Auburn University Engineering faculty members Nima Shamsaei (left) and Steve Taylor will serve as co-principle investigators on the FAA-funded Additive Manufacturing project (Courtesy Auburn University)
The National Center for Additive Manufacturing Excellence (NCAME) at Auburn University, Alabama, USA, plans to initiate a two-year project focused on improving commercial air travel through the use of metal Additive Manufacturing. The project has been funded by a $3 million grant from the USA’s Federal Aviation Administration (FAA).
The project will involve the Additive Manufacturing of metal parts from multiple industrial-scale metal AM machines.

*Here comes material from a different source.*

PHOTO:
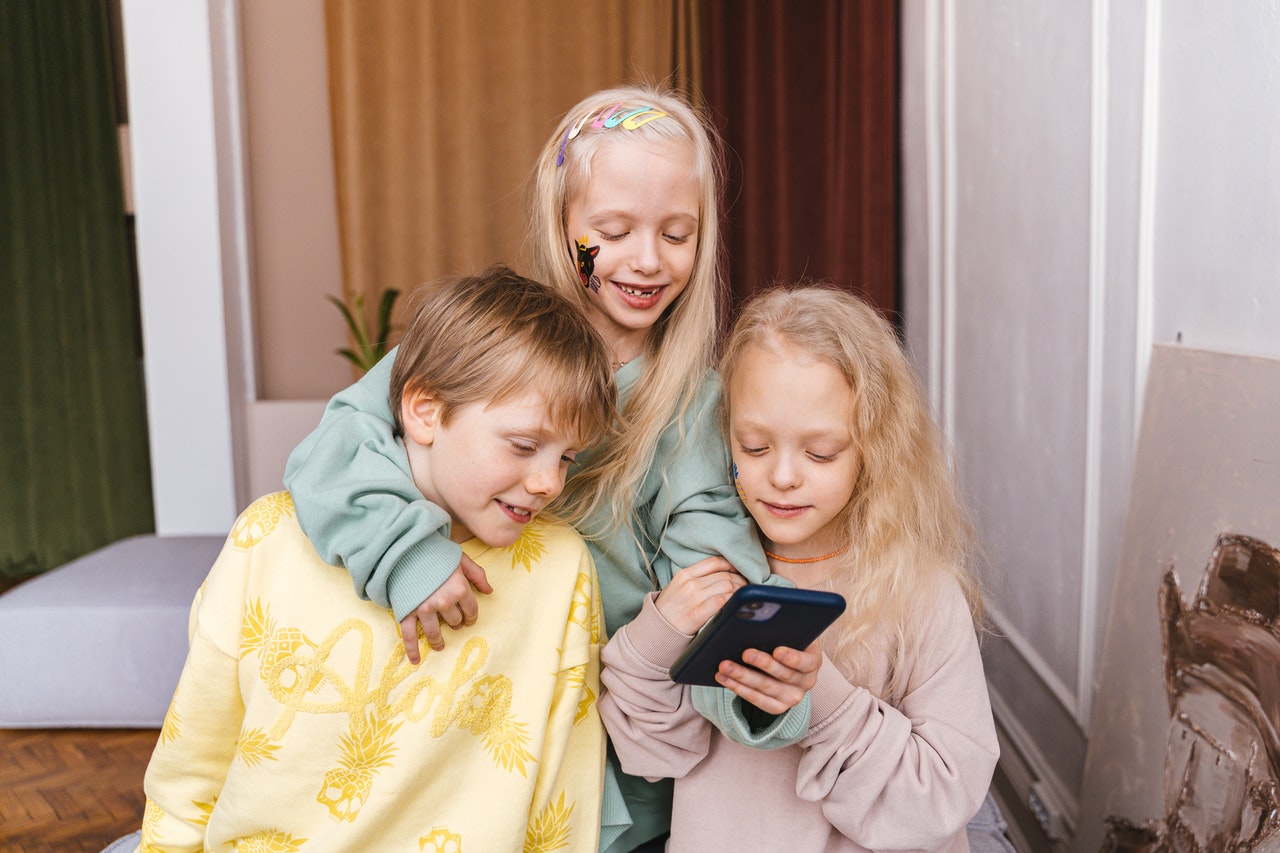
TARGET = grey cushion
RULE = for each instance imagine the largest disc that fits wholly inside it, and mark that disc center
(101, 641)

According to NCAME, it specifically aims to address issues related to understanding the variability in performance of the same parts made using different machines, as well as how microscopic features in AM parts can affect their overall fatigue and fracture properties.
Both are key areas in the development of the Additive Manufacturing specifications that the FAA eventually wishes to apply in commercial airlines.
“This is what I call the ‘Achilles heel’ of Additive Manufacturing,” said NCAME director Nima Shamsaei, Philpott-WestPoint Stevens Distinguished Associate Professor of Mechanical Engineering. “Such variations make the qualification and certification of AM materials and parts challenging.”
According to the FAA, the partnership is ultimately intended to improve safety by standardising the certification of existing and emerging structural applications of advanced materials, a research area in which NCAME has some expertise, especially in the area of materials for spaceflight components.
Established in 2017 through a public-private partnership between Auburn and NASA, NCAME is also one of the founding partners of the ASTM International Additive Manufacturing Center of Excellence, which aims to close AM standards and workforce gaps.
“By understanding the sources of variability, controlling them, or accounting for them, we can generate more reliable materials data, and more reliable AM products,” stated Shamsaei, who will serve as co-principle investigator (PI) on the project.
Steve Taylor, co-PI and Associate Dean for Research, added, “By teaming our faculty, who are global leaders in research on additively manufactured metal components, with the top engineers and scientists at FAA, we are confident that we can develop new knowledge that will help engineers design safer, more efficient aircraft. Auburn University is honoured to be collaborating with the FAA.”